# Kerodon

$\Newextarrow{\xRightarrow}{5,5}{0x21D2}$

Proposition 5.1.4.16. Suppose we given a commutative diagram of simplicial sets

$\xymatrix@R =50pt@C=50pt{ X \ar [rr]^{f} \ar [dr]_{q_ X} & & Y \ar [dl]^{q_ Y} \\ & S, & }$

where $S$ is a Kan complex. The following conditions are equivalent:

$(1)$

The morphism $f$ is a covariant equivalence relative to $S$.

$(2)$

The morphism $f$ is a contravariant equivalence relative to $S$.

$(3)$

The morphism $f$ is a weak homotopy equivalence.

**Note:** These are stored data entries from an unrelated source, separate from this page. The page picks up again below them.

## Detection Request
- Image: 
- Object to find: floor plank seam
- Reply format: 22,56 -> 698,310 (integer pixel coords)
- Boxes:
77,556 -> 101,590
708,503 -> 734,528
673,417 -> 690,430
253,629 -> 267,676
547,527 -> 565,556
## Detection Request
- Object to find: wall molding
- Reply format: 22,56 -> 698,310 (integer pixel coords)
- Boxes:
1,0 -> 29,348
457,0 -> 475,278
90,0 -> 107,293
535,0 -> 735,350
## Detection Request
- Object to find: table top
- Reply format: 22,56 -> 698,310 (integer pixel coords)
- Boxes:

Proof. The implications $(1) \Rightarrow (3)$ and $(2) \Rightarrow (3)$ follow from Remark 5.1.4.8 (and do not require the assumption that $S$ is a Kan complex). We will complete the proof by establishing the implication $(3) \Rightarrow (1)$ (the proof of the implication $(3) \Rightarrow (2)$ is similar). Assume that $f$ is a weak homotopy equivalence and let $Z \rightarrow S$ be a left fibration; we wish to show that the induced map $\theta : \operatorname{Fun}_{/S}(Y,Z) \rightarrow \operatorname{Fun}_{/S}(X,Z)$ is bijective on connected components. Our assumption that $S$ is a Kan complex guarantees that $q$ is a Kan fibration (Lemma 5.1.2.4), so that $Z$ is also a Kan complex. Consider the diagram of simplicial sets

5.5
$$\begin{gathered}\label{equation:covariant-equivalence-over-Kan} \xymatrix@C =50pt@R=50pt{ \operatorname{Fun}(Y,Z) \ar [r]^-{\circ f} \ar [d]^{q \circ } & \operatorname{Fun}(X,Z) \ar [d]^{q \circ } \\ \operatorname{Fun}(Y,S) \ar [r]^-{\circ f} & \operatorname{Fun}(X,S). } \end{gathered}$$

Our assumption that $f$ is a weak homotopy equivalence guarantees that the horizontal maps in this diagram are homotopy equivalences (Corollary 3.1.6.5), so that diagram (5.5) is a homotopy Cartesian (Corollary 3.4.1.3). Corollary 3.1.3.2 guarantees that the vertical maps in the diagram (5.5) are Kan fibrations. Invoking Example 3.4.1.4, we conclude that the induced map

$\theta : \operatorname{Fun}_{/S}(Y,Z) = \{ q_ Y \} \times _{ \operatorname{Fun}(Y,S)} \operatorname{Fun}(Y,Z) \rightarrow \{ q_ X \} \times _{ \operatorname{Fun}(X,S) } \operatorname{Fun}(X,Z) = \operatorname{Fun}_{/S}(X,Z)$

is also a homotopy equivalence, and is therefore bijective on connected components. $\square$